Słów kilka o powstaniu folwarku i pałacu w Dąbrowicy.

Historiografia, zwłaszcza ta bardziej współczesna, bardzo często myli pojęcia zamek i pałac w Dąbrowicy. W opisach pojawiają się informacje o tym, że pałac w Dąbrowicy powstał jeszcze w wiekach średnich. Autorzy tych tekstów zdają się nie rozumieć, iż pałac i zamek oddalone są od siebie w czasie i przestrzeni. Zupełnie różna jest również geneza ich powstania. Zatem jak było naprawdę? A może lepiej jak było najprawdopodobniej…?
Jak już wspominałem w tekście który możenie znaleźć tu: Początki wsi Dąbrowica na tle osadnictwa w Kotlinie Jeleniogórskiej, powstania miejscowości w żaden sposób nie można wiązać z istnieniem rzekomego zamku na szczycie góry Koziniec. Po pierwsze była to mała strażnica wojskowa, która została zniszczona zanim powstała wieś. Po drugie miejscowość powstała jako folwark. Nasuwa się zatem pytanie: kiedy powstał folwark i pałac w Dąbrowicy. Pytanie nie jest jednoznaczne. Folwark i pałac mogły powstać w zupełnie innym czasie. Co do folwarku wiemy tylko tyle iż w roku 1521 zapłacił na rzecz biskupa wrocławskiego pół marki podatku, co jest kwotą bardzo małą jak na wieś. Jednak mamy już pewność że 1521 Dąbrowica istniała i istniał również folwark. A jak było z pałacem?
Wobec braku tekstów źródłowych musimy sięgnąć do archiwalnego materiału kartograficznego. Pierwszą mapą na jakiej ukazano wieś jest mapa Księstwa Jaworskiego z 1660 roku.
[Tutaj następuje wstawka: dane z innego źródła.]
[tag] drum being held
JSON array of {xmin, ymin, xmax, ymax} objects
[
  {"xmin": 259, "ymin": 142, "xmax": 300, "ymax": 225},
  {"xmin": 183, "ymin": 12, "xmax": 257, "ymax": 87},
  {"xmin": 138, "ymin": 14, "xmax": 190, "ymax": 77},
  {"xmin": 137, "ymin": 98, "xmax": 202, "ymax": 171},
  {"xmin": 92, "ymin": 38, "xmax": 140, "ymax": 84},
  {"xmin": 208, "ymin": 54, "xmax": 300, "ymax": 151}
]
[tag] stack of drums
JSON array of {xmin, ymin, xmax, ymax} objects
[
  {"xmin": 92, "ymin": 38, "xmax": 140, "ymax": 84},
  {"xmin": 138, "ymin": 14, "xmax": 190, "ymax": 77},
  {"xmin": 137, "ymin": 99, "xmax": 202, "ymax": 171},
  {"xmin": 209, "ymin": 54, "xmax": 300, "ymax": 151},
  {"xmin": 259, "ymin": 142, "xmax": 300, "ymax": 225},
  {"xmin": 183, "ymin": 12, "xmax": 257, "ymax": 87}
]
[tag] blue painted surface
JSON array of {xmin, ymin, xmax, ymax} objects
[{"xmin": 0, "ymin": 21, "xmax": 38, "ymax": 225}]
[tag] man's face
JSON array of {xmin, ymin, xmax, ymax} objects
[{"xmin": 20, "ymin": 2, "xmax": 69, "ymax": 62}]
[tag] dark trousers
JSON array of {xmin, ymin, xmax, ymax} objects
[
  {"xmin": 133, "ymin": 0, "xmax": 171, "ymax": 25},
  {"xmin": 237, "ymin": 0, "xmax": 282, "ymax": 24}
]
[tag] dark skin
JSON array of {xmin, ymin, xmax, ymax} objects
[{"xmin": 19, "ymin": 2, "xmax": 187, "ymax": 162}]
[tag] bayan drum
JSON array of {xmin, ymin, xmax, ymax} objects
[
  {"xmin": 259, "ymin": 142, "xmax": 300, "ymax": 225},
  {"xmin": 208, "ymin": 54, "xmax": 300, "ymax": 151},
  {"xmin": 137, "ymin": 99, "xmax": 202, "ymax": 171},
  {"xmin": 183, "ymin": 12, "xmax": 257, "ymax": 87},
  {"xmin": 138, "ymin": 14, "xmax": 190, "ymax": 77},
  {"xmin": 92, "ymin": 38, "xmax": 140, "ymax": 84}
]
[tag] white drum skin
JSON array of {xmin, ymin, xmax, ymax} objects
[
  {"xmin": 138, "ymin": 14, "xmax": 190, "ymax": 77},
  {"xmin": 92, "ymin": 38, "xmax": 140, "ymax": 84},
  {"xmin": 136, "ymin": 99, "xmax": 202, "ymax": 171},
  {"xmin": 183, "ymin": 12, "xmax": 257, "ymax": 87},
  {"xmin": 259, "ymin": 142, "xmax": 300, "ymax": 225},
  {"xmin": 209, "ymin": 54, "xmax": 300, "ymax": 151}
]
Na mapie tej oznaczono ruinę zamku na Kozińcu, ale nie ma oznaczonej siedziby szlacheckiej we wsi, przy czym takowe siedziby zostały oznaczone w przypadku Wojanowa, Łomnicy, lub Bobrowa.
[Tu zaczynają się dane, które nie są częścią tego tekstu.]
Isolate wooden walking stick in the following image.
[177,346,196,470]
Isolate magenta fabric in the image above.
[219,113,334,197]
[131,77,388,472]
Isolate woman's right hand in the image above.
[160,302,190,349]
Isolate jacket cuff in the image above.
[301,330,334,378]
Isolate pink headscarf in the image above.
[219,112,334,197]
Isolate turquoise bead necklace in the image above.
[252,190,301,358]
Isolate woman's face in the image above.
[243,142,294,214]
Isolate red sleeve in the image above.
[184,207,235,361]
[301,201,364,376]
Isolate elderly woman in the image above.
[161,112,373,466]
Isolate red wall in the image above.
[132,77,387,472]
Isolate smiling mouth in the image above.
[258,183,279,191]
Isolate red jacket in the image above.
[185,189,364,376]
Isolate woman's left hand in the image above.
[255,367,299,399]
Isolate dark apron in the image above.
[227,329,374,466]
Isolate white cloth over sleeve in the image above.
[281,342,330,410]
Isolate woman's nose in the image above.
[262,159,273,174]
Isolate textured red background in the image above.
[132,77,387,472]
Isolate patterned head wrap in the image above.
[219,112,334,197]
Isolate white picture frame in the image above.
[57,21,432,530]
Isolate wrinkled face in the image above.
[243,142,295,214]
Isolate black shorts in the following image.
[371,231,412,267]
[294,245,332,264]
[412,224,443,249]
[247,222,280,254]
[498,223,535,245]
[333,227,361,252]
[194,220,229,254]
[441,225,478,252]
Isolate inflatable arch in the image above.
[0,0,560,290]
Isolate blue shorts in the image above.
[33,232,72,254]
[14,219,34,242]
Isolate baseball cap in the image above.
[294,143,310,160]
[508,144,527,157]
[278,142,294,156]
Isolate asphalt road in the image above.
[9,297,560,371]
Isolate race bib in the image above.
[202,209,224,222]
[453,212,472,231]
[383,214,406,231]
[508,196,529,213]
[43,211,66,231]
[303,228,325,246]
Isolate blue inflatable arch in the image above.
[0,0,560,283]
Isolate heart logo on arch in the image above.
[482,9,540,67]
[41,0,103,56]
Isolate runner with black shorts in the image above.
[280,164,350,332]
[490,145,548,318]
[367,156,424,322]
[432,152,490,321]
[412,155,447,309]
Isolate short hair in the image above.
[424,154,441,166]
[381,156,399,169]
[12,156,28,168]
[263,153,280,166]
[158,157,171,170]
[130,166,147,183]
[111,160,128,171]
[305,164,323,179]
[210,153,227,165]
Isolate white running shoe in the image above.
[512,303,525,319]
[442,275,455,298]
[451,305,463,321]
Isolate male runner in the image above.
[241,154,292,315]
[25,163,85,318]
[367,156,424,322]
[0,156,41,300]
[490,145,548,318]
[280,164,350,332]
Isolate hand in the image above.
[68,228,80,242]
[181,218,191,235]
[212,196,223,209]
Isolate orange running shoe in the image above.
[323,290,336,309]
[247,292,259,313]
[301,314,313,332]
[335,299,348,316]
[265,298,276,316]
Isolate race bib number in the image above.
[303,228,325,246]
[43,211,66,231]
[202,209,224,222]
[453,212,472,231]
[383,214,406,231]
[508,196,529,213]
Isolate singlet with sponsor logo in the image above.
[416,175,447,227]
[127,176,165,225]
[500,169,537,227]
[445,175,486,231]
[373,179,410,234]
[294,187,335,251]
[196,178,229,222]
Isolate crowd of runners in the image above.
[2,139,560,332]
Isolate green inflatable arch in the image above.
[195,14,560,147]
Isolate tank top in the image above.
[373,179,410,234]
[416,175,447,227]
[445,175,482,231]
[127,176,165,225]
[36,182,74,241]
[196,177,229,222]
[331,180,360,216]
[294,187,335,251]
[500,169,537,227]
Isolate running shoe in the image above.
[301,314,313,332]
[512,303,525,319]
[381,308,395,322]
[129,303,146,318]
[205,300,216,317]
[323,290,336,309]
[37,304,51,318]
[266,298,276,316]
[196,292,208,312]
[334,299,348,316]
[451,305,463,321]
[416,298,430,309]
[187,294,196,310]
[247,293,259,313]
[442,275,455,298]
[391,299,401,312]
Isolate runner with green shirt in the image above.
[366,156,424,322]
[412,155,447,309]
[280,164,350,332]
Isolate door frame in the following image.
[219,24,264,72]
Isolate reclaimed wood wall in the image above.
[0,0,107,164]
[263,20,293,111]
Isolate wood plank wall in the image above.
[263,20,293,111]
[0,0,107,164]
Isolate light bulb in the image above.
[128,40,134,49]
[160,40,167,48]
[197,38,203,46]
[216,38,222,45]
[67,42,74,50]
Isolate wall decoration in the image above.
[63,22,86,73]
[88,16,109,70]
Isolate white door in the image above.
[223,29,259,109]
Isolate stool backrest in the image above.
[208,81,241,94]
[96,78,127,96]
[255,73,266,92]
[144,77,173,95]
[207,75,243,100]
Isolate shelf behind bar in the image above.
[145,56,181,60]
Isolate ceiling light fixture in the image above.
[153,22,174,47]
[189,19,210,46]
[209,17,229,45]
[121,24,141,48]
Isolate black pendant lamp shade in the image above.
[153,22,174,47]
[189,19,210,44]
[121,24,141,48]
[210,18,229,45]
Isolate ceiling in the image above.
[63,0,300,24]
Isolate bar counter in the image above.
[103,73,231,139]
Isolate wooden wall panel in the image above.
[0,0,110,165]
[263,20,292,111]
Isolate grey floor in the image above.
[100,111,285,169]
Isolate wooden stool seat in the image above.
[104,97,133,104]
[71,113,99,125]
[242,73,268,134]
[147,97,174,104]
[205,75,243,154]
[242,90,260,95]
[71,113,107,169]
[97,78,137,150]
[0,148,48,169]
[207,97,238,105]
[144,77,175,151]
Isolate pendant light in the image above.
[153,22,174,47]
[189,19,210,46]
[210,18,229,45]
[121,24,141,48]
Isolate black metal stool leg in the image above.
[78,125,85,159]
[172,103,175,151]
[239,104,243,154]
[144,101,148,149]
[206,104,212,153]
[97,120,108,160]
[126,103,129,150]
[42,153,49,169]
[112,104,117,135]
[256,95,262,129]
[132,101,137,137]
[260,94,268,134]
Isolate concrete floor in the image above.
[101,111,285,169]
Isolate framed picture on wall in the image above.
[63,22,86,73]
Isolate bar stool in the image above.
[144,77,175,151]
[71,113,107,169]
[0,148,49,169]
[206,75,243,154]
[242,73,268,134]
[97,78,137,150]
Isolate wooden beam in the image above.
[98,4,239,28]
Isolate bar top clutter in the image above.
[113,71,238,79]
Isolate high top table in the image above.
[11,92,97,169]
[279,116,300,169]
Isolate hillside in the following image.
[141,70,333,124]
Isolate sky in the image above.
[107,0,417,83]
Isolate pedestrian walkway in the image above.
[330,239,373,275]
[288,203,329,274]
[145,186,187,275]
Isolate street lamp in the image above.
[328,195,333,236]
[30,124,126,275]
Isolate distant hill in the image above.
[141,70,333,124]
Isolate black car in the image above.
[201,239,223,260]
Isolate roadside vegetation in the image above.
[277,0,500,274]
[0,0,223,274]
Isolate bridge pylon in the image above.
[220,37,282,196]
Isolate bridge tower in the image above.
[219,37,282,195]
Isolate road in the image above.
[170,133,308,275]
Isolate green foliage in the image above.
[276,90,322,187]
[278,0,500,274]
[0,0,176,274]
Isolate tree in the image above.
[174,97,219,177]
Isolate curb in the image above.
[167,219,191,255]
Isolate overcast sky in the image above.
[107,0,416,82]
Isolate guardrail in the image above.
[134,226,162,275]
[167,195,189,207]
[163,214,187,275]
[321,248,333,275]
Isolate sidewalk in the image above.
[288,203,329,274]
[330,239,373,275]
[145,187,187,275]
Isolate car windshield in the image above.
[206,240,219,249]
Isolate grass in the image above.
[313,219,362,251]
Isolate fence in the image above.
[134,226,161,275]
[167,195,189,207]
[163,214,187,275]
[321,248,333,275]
Siedziba szlachecka pojawia się dopiero na mapie z atlasu Wielanda, którą to autor sporządził w latach 30 XVIII wieku.
Ukazano tu siedzibę szlachecką, młynówkę z młynem, oraz zabudowania rozciągnięte wzdłuż głównej drogi. Oznaczona została też ruina zamku ma Kozińcu. Można by więc mniemać, jak to robi wielu historyków, że dwór w Dąbrowicy istniał już wtedy. Jednak pierwsza dokładna, pomiarowa mapa z atlasu Śląska Wredego z lat 40 XVIII wieku temu przeczy.
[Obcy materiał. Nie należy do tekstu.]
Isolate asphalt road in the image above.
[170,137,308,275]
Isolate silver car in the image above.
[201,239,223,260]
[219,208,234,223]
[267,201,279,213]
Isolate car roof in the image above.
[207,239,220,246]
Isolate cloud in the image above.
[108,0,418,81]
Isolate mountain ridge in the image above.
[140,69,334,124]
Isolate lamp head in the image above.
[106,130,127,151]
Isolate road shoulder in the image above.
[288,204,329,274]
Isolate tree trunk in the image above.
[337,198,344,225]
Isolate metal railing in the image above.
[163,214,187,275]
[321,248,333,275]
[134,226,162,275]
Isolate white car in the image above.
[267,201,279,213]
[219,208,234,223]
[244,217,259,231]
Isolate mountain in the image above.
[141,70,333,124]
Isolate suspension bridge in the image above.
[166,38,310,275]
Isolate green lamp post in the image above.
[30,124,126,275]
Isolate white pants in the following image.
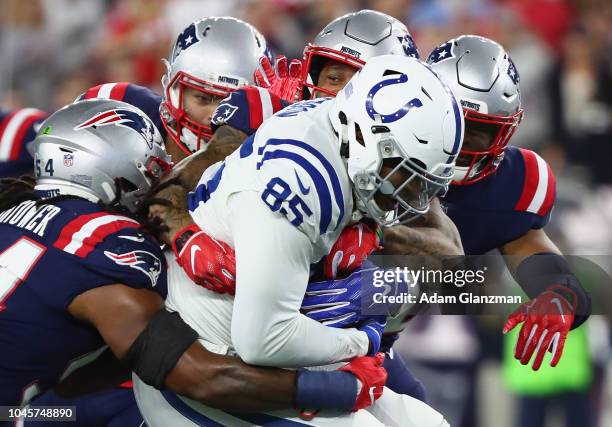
[133,374,448,427]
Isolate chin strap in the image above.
[338,111,349,159]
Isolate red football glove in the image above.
[323,222,382,279]
[254,55,302,104]
[340,353,387,412]
[172,224,236,295]
[503,286,576,371]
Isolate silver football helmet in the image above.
[300,9,419,98]
[33,99,171,212]
[427,35,523,184]
[160,17,270,155]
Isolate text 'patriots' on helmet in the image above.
[33,99,171,212]
[427,35,523,184]
[329,55,463,225]
[161,17,270,154]
[300,9,419,99]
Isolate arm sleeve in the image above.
[228,191,369,367]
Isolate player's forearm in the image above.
[232,311,369,368]
[166,342,296,411]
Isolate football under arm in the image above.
[69,284,296,411]
[228,191,369,367]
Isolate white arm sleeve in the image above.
[228,191,369,367]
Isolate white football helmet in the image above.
[300,9,419,98]
[160,17,270,155]
[329,55,464,225]
[32,99,171,212]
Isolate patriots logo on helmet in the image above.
[398,34,421,59]
[427,42,453,64]
[508,57,521,85]
[211,103,238,126]
[104,250,161,287]
[74,109,155,150]
[172,24,200,61]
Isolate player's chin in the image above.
[374,193,398,212]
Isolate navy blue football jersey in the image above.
[77,82,166,141]
[442,146,555,255]
[0,108,47,178]
[0,199,167,405]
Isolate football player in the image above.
[79,17,278,163]
[0,100,385,425]
[197,10,450,401]
[0,108,47,178]
[385,35,591,370]
[141,55,463,425]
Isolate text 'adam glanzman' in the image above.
[372,267,485,288]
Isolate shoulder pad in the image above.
[53,212,140,258]
[211,86,286,135]
[53,212,165,287]
[514,148,556,216]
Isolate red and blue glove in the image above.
[323,222,382,279]
[172,224,236,295]
[339,353,387,412]
[503,286,577,371]
[254,55,302,104]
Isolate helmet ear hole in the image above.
[119,178,138,193]
[410,157,427,170]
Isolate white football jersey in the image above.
[177,100,369,367]
[189,98,353,262]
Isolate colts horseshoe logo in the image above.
[366,74,423,123]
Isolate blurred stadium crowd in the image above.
[0,0,612,427]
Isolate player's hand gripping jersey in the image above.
[189,100,368,366]
[0,200,166,405]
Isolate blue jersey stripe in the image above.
[187,162,225,212]
[257,150,332,234]
[258,138,344,228]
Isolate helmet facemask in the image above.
[453,108,523,185]
[300,44,365,99]
[160,71,237,155]
[354,134,452,226]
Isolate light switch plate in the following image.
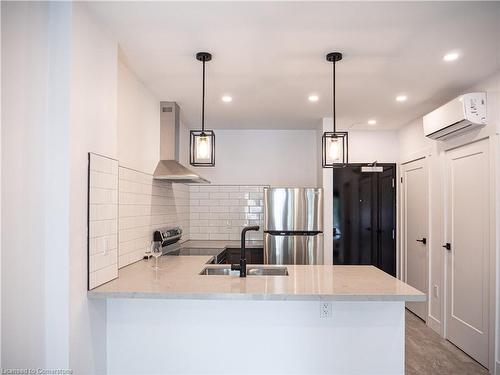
[319,301,332,319]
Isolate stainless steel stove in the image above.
[153,227,227,264]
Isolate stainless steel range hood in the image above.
[153,102,210,184]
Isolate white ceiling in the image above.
[88,2,500,129]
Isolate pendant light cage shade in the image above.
[321,132,349,168]
[189,130,215,167]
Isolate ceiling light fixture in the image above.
[321,52,349,168]
[443,52,460,62]
[189,52,215,167]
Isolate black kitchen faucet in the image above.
[231,225,259,277]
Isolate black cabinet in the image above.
[226,247,264,264]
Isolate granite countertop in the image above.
[88,256,426,301]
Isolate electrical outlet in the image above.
[319,301,332,319]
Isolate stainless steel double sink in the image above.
[200,266,288,276]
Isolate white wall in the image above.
[69,3,118,373]
[1,2,49,367]
[117,59,160,174]
[399,72,500,370]
[189,130,317,187]
[320,118,399,264]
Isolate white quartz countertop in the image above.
[180,240,263,249]
[88,256,426,301]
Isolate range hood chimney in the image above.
[153,102,210,184]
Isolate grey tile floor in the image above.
[405,310,488,375]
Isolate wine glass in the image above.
[151,241,163,271]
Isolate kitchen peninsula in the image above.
[88,256,425,374]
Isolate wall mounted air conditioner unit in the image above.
[424,92,486,141]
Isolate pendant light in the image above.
[321,52,349,168]
[189,52,215,167]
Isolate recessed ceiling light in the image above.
[443,52,460,62]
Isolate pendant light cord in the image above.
[201,59,205,134]
[333,60,337,133]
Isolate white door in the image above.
[443,140,490,367]
[401,159,429,321]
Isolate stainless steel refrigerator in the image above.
[264,188,323,264]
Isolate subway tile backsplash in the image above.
[189,185,267,244]
[88,153,118,289]
[118,166,190,268]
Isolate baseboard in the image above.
[427,315,443,336]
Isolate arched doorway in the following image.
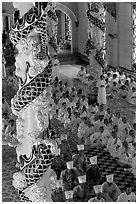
[2,13,12,31]
[56,2,78,54]
[56,9,72,54]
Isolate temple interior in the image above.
[1,2,136,202]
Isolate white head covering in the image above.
[55,148,60,156]
[60,134,68,141]
[90,156,97,164]
[66,161,73,169]
[77,145,84,151]
[65,191,73,199]
[106,174,114,183]
[93,185,102,194]
[78,175,86,183]
[56,180,62,188]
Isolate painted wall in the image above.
[2,2,15,15]
[118,3,132,69]
[78,2,88,55]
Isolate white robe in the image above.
[97,80,106,105]
[116,192,136,202]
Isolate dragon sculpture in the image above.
[10,2,58,202]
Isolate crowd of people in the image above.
[2,56,136,202]
[77,67,136,105]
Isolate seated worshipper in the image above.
[117,80,123,91]
[107,72,113,83]
[51,149,66,179]
[88,185,105,202]
[69,96,76,110]
[119,71,126,81]
[60,161,78,191]
[4,119,16,136]
[72,145,87,173]
[65,191,73,202]
[2,97,12,117]
[118,85,128,99]
[105,130,118,154]
[124,79,130,91]
[116,184,136,202]
[96,75,106,105]
[118,117,131,133]
[104,108,113,120]
[106,84,111,97]
[73,175,90,202]
[126,129,135,144]
[7,72,19,91]
[70,111,81,132]
[52,180,66,202]
[86,156,102,189]
[77,117,93,139]
[59,134,72,161]
[112,111,122,126]
[2,113,9,133]
[102,174,121,202]
[80,106,90,118]
[110,74,119,86]
[58,92,69,107]
[95,105,106,118]
[52,81,59,93]
[127,87,136,105]
[87,76,94,87]
[104,119,112,137]
[61,108,72,128]
[77,67,86,82]
[97,126,110,147]
[88,103,98,114]
[93,115,104,132]
[80,95,89,109]
[113,68,120,78]
[63,82,71,93]
[112,125,123,141]
[111,81,118,94]
[118,141,132,166]
[58,102,67,121]
[52,54,60,66]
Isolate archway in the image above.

Christian Friedrich von Wrede pracował nad tym atlasem na zlecenie króla pruskiego Fryderyka II w latach 1747 – 1753. Jest to pierwsza w pełni pomiarowa mapa Śląska. Wykonana techniką geometrii stolikowej, przy użyciu geometrycznych i geodezyjnych metod pomiarowych. Wrede na swych mapach oznaczał podstawowe obiekty topograficzne. Nanosił poszczególne budynki z ich funkcją. Przedstawiał też rzeźbę terenu. Mapy te były tak dokładne że król pruski w obawie by nie wpadły one w ręce wrogich państw, natychmiast je utajnił. Mapy te leżały zapomniane w berlińskim archiwum i zostały udostępnione badaczom dopiero w ostatnich dziesięcioleciach. W oryginale mają bardzo atrakcyjną formę. Ta fotokopia pochodzi z Biblioteki Ossolineum we Wrocławiu, która to ją wraz z pozostałymi mapami otrzymała w ramach “współpracy RWPG”, za czasów NRD z biblioteki berlińskiej. Na mapie oznaczono młyn w Dąbrowicy i strukturę zabudowań. Pojawiło się na niej też po raz pierwszy osiedle przy przeprawie mostowej, którego nazwa na późniejszych mapach brzmiała: Bruckenhauser. Lecz na mapie tej w miejscu pałacu i folwarku jest pustka. Jest rzeczą nieprawdopodobną, by Wrede nie oznaczył na swojej mapie folwarku i pałacu gdyby on istniał. Brak tych obiektów potwierdzają też statystyki dla poszczególnych miejscowości, zawarte na marginesie mapy. Wrede na każdym arkuszu atlasu podawał dla poszczególnych miejscowości liczbę mieszczan (jeśli to było miasto), liczbę kmieci (jeśli to była wieś), liczbę zagrodników (chłopi małorolni) i liczbę koni. Zawierał też informację co do właściciela dóbr. W przypadku Dąbrowicy właścicielem była rada miasta Jeleniej Góry, liczba kmieci 0, liczba zagrodników 51, liczba koni 0. Ciężko sobie wyobrazić funkcjonowanie dworu bez koni…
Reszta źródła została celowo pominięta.